But even this only has the scope for limited damage; albeit significant to those directly involved. There are jobs out there that have the potential to leave a scar on the whole of society should someone find themselves a little bereft of spark.
Unfortunately my daily commute now involves the Victoria Park Tunnel and its queue of every idiot in Auckland who cannot grasp that driving at above 30kph in a subterranean environment will not invoke the wrath of God. This meant that in three solid lanes of traffic today I was completely unable to escape the Ssangyong Stavic that some rotten soul was having the effrontery to drive in my vicinity.
There are many deeply, offensively ugly cars in this world – the WiLL Vi springs instantly to mind – but not many of them are as large as the Stavic. And when the designer appears to have been lacking in enough motivation to bother finding out if final brief was to produce a car, fridge or bus shelter, being conspicuous by your enormity is not a good thing.
As people we place a lot of value on cars. Yes, they are only a mechanical entity, but they have the power to inspire, motivate and elate; they provide us with personal freedom and a way of expressing ourselves. And while this manifests itself in varying degrees of enthusiasm, it takes a special breed of person not to crack a smile and sneak a cheeky sideways look as a Ferrari barrels by.

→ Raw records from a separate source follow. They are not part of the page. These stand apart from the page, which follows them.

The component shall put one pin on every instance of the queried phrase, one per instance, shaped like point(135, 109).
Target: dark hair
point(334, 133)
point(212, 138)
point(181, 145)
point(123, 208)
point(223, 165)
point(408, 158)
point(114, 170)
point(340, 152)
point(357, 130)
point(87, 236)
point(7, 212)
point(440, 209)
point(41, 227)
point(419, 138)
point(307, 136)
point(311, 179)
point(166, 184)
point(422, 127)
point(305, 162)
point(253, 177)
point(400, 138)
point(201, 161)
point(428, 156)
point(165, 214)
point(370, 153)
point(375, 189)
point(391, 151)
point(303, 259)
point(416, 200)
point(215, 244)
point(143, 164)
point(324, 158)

Yet with what could easily be called ‘designer’s block’, a car can be produced that turns your stomach rather than your head. And thanks to the irritating advances made in corrosion resistance, one mans bad day could be a lingering blight on the aesthetics of the world for decades to come.
Although on the plus side, it does make you angry enough for a really good rant, meaning that at 23:57 – unlike the Victoria Park Tunnel – my blockage seems to have cleared.